Publication Type:

Conference Paper


Gerpisa colloquium, Paris (2020)


The current mobility system regime, based on individual internal combustion engine cars, is the main contributor to climate change and other sustainability challenges, such as air pollution, road congestion and competition for public space. Despite the resistance of this model (much of it, the result of the automotive industry conservative behavior), there are many initiatives, in many different fields of mobility systems, which indicate possible future change in this persistent regime. (Manders, Wieczorek and Verbong, 2018; Orsato et. al. 2011)
The complexity of the automotive sector has grown dramatically in the last years.

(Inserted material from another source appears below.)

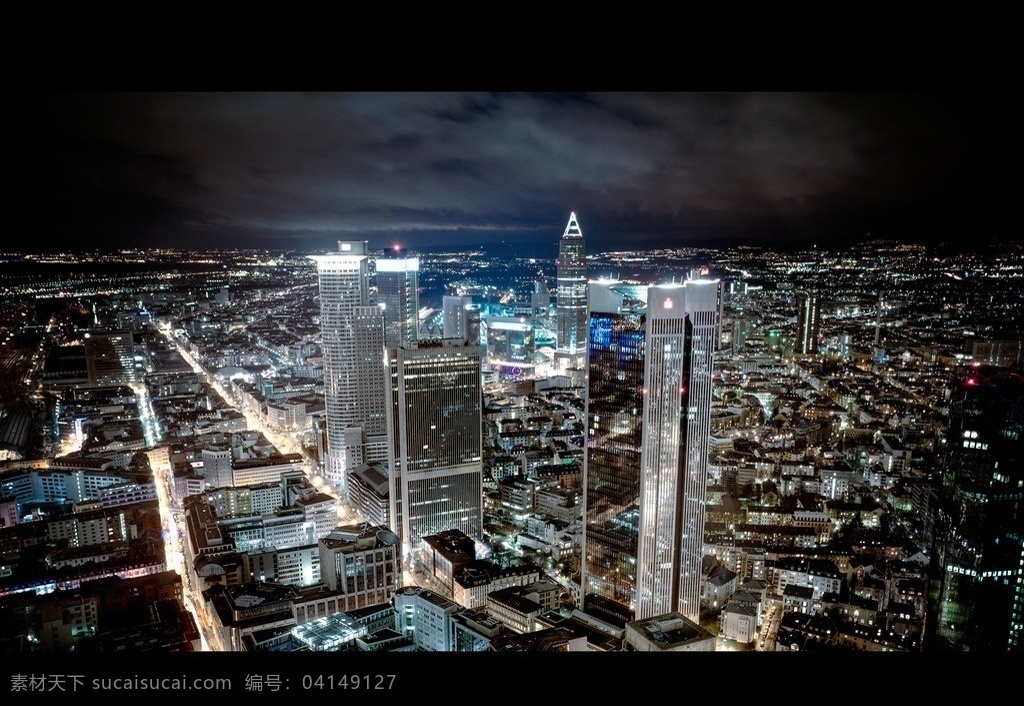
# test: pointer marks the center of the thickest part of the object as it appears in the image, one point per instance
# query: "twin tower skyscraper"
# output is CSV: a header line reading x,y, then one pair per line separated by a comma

Two worlds are colliding: on the one hand, the traditional world of carmakers, OEMs and car related distribution and services, which is dealing with the electrification and digitalization of cars, the digitalization of production and value chains, the transformations of mobility systems and more constraining environmental and transport regulations; on the other hand, the world of ICT, which is entering the automotive sector in many different ways and could change its structure and the very nature of its business.
In addition, regional, national and supra national governments are pushing more strict environmental regulations, while public pressure for better, cleaner and less inequality in mobility systems increases. To summarize, auto industry is presently confronting deep uncertainty (Teece, 2018)
Transition for a sustainable mobility system is a complex process and it does not simply "happen", it is the outcome of pressures from landscape and up-scaling of niche innovations and experimentations, where the role of supportive coalitions driving the transition is fundamental. No single actor has enough resources (expertise, money, legitimacy, organization or leadership) to make such transition happen. (Roberts et al, 2018). But in the case of mobility systems, the role of automotive industry is central to transition. Automotive industry is globally powerful enough to foster or hinder policies aiming to develop more sustainable mobility systems, especially in producer countries, where they are central to GDP.
The relation among automotive industry and different actors involved in transitions and how to coordinate and align the different incentives for those actors, are the core of this article. The intended contribution is to address some fundamental gaps in Transitions Theory using Institutional Theory, notably, how transitions occur and the role of firms in the
process. The role of automakers acting as meso-institutions (Ménard, 2014) in driving transitions is the main theoretical contribution.
Therefore, we analyzed Brazilian, German and Chinese cases regarding sustainable urban mobility transitions. To accomplish this goal, we analyzed the diffusion level and different characteristics that explain the current development level of three niches: electro mobility, mobility as a service and innovation in public transportation. Using the multiple case study method, we compared the sustainable mobility initiatives and innovations undertaken automotive companies in Brazil, China and in Germany.
Our main conclusion is that automakers, when defining their strategies from an institutional context analysis, act as a translation and deployment device for macro level institutions, leading to diverse regimes in different regions, but all those regimes intend to maintain the current one. The role of automotive companies is crucial as a meso-institution, but exogenous actors are gaining more space in developing niches that could transform current automotive regime.